I question the pairing of 'Small bore' and CRITICAL shot placement. Shot placement IMHO should be the same regardless of round, as whatever bullet you shoot on deer should do the same in a 223 or 338, get to the vitals and result in a kill.

My deer had it been shot w/a proper deer bullet in a 223 would have died all the same. Granted, wound channels can be narrower, but if you are hitting vitals, the result is death.

I also FIRMLY believe, that todays better bullets, results in performance of say 22 and 24 bores, killing as if they are larger rounds the next size or two up. Optimum expansion w/good retention and penetration are key, to proper bullets.

Consider this:

Shot a hog, 243/85 XBT, 240 yds, recovered, weighs 85 gr.

Shot a Mulie 270/150 Partition 275 yds, weighs 88 gr.
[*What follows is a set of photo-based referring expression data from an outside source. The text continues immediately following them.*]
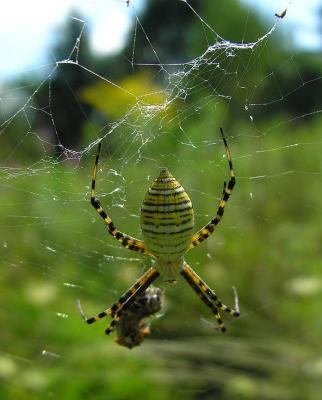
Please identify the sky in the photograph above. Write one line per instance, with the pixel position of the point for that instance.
(27, 27)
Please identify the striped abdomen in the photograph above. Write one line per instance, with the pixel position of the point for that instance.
(167, 218)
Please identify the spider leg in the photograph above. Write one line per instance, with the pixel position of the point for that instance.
(208, 229)
(204, 298)
(128, 242)
(208, 296)
(140, 285)
(143, 283)
(211, 294)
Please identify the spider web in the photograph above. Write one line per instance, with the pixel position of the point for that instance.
(166, 112)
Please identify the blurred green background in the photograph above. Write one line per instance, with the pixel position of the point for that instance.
(55, 249)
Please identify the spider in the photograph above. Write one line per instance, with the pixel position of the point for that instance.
(132, 327)
(167, 223)
(282, 14)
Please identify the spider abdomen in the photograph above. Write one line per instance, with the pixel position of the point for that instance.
(167, 218)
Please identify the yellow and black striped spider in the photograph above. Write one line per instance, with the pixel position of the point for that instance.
(167, 223)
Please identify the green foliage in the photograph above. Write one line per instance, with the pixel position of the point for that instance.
(55, 249)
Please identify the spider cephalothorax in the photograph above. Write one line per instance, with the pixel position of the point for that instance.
(167, 222)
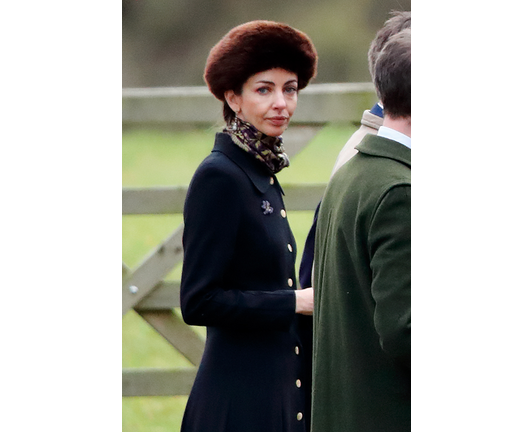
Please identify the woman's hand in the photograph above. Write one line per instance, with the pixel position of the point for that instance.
(305, 301)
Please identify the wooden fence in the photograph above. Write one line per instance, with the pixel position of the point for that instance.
(143, 288)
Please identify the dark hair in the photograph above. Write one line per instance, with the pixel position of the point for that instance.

Granted the 270 cut a wider swath, and it shed alot of bullet going from stem to stern.

Yet in each case, death was quick. Hog - DRT, Mulie - perhaps 40 yds.

SO point is, when you recover a say mono that weighs MOST of what it did before the shot, and compare that to a larger bullet that ends up nearly half, I truly feel the advantage of more initial mass and caliber is offset to a noticeable degree by smaller bullets in mono form.